Poznański sąd aresztował na trzy miesiące 26-latkę podejrzaną o zabójstwo córki. We wtorek kobieta trzykrotnie ugodziła dziecko nożem kuchennym. 3-latka zmarła w szpitalu. W czasie przesłuchania matka przyznała, że chciała popełnić tzw. rozszerzone samobójstwo.
Rzecznik prasowy Prokuratury Okręgowej w Poznaniu prok. Łukasz Wawrzyniak przekazał PAP, że w środę sąd tymczasowo aresztował na trzy miesiące 26-letnią Magdalenę C. podejrzaną o zabójstwo trzyletniej córki, do którego doszło we wtorek w jednym z mieszkań na poznańskim Grunwaldzie.

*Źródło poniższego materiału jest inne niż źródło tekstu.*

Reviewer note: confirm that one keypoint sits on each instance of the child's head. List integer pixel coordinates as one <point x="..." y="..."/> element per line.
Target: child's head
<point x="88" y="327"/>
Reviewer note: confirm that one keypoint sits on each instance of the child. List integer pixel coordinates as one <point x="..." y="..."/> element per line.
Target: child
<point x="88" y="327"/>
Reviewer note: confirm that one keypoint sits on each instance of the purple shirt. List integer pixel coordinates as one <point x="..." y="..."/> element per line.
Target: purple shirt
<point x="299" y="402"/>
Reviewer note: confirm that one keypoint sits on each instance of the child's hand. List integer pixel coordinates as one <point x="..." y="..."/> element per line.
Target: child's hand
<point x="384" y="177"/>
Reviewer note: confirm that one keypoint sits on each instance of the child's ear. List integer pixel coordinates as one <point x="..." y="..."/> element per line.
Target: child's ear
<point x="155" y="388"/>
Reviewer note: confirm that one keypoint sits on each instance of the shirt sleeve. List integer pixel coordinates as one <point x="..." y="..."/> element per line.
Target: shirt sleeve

Prok. Wawrzyniak poinformował wcześniej, że kobieta w czasie przesłuchania przyznała się do winy. Magdalena C. zadała córce co najmniej trzy ciosy kuchennym nożem w okolice serca. Wcześniej 26-latka próbowała dusić dziecko. Kobieta tłumaczyła śledczym, że chciała popełnić tzw. rozszerzone samobójstwo, ale po zranieniu dziecka nie była w stanie targnąć się na swoje życie.
Po zranieniu córki kobieta zadzwoniła do znajomego i poinformowała go o tym, co zrobiła. Policja została powiadomiona o zdarzeniu przed godz. 11. Ciężko ranna dziewczynka zmarła w czasie operacji w szpitalu im. Karola Jonschera w Poznaniu. Jak przyznali lekarze miała bardzo głęboką ranę kłutą serca. W czasie zatrzymania przez policję Magdalena C. była trzeźwa.
Prok. Wawrzyniak zaznaczył, że śledczy będą wnioskować o przeprowadzenie sądowo-psychiatrycznego badania poczytalności podejrzanej. Za zabójstwo 26-latce grozi kara pozbawienia wolności od ośmiu lat, 25 lat więzienia albo dożywocie.